NBL executive chairman Larry Kestelman says the return of the Brisbane Bullets is long overdue and will provide basketball in Australia with a timely shot in the arm.
After multiple false starts, Kestelman and a contingent of NBL chiefs were in Brisbane on Friday to confirm the Bullets would be back in the competition for the 2016-17 season, ending a seven-year absence.
The team have abandoned the former Bullets’ colours of blue and gold and will instead wear maroon and gold, in a nod to Queensland’s traditional sporting colours and the NBA’s Cleveland Cavaliers.
Kestelman also unveiled the club’s new logo, featuring a basketball as a stylised bullet.
“Brisbane is one of the biggest markets if you have a look by population. It’s an absolute must and it’s been extremely disappointing for the game that we haven’t had a Brisbane team in the league for this many years,” Kestelman told reporters.
“There wasn’t even a thought process – it’s just a natural progression. To me, there’s no professional NBL league without a professional team from the Brisbane area.”

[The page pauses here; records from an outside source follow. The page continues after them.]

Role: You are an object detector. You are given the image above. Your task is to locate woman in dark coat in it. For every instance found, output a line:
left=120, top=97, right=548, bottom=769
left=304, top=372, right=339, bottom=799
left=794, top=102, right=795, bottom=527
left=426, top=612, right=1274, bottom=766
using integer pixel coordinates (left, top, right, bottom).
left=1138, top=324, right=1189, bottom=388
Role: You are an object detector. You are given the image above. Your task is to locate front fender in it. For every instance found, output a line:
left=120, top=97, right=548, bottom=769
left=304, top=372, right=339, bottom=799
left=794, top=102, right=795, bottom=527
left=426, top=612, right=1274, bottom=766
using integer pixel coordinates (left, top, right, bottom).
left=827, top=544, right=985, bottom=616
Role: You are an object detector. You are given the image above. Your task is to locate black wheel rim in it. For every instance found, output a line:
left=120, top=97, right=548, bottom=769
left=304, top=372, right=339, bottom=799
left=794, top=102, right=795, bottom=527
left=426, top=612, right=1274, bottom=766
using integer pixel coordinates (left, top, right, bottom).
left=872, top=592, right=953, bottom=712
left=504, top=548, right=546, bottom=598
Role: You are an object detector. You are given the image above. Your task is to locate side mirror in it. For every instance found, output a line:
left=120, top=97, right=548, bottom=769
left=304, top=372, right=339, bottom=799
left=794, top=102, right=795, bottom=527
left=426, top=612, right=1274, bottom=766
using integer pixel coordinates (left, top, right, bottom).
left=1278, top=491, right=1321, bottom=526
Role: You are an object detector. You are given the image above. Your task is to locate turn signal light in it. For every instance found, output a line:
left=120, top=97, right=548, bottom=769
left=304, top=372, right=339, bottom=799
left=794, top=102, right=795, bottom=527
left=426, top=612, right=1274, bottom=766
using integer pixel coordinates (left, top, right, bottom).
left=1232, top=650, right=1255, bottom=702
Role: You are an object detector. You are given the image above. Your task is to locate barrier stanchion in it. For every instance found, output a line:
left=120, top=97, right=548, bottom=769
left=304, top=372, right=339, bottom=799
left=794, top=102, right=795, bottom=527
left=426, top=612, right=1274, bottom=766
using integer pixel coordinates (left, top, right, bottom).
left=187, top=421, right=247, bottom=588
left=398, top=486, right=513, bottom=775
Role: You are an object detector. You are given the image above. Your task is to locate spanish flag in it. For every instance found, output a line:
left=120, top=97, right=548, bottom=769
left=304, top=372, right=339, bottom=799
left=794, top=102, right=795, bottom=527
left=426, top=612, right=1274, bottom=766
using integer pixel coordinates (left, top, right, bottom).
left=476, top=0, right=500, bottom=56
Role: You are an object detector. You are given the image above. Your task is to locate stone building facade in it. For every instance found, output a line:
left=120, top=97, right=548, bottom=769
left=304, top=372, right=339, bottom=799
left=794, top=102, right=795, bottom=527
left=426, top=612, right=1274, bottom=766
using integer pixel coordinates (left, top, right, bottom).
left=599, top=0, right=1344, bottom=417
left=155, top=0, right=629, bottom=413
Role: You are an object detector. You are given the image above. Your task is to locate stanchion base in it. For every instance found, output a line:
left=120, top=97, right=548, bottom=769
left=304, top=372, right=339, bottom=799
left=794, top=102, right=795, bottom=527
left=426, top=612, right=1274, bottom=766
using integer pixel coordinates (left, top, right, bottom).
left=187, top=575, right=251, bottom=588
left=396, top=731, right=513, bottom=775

Kestelman said the NBL had considered bringing Brisbane back into the fold under a different name “for about 30 seconds”, before deciding to revive the Bullets’ name and more than 30 years of history.
The inclusion of a Brisbane team was a condition of the recent five-year broadcast deal signed with Fox Sports, who will broadcast every NBL game this season.
It comes on the back of a league-wide revamp of the NBL under the stewardship of millionaire businessman Kestelman, who completed a $6 million takeover of the competition earlier this year.
Kestelman, now NBL executive chairman, has been dubbed the Frank Lowy of basketball and says the sport is riding a wave of support in Australia only previously seen in the 1990s.
“It does feel a little bit of the Jordan days of NBA success, but even more so with the success we have as Australia and our players on the world stage,” he said.
“It certainly feels like we’re all set up for an amazing year of NBL and then Brisbane for the next year – I think we’re absolutely off and running.”
Six-time NBL champion CJ Bruton, the son of Bullets legend Cal Bruton, is the team’s first official employee and will serve as assistant coach and director of basketball.
Kestelman said the intention was for the Bullets to be based out of the Brisbane Convention Centre in South Bank, but could play at multiple other venues as well, including the Gold Coast.
The team does not yet have an owner, but the NBL will financially underwrite the franchise until a consortium of investors is put in place.
The Bullets folded in 2008, the year after their third championship, when former owner Eddy Groves handed back their licence to the NBL following the collapse of his ABC Learning Centres empire.
Southeast Queensland has not had a NBL team since the demise of the Gold Coast Blaze three years ago.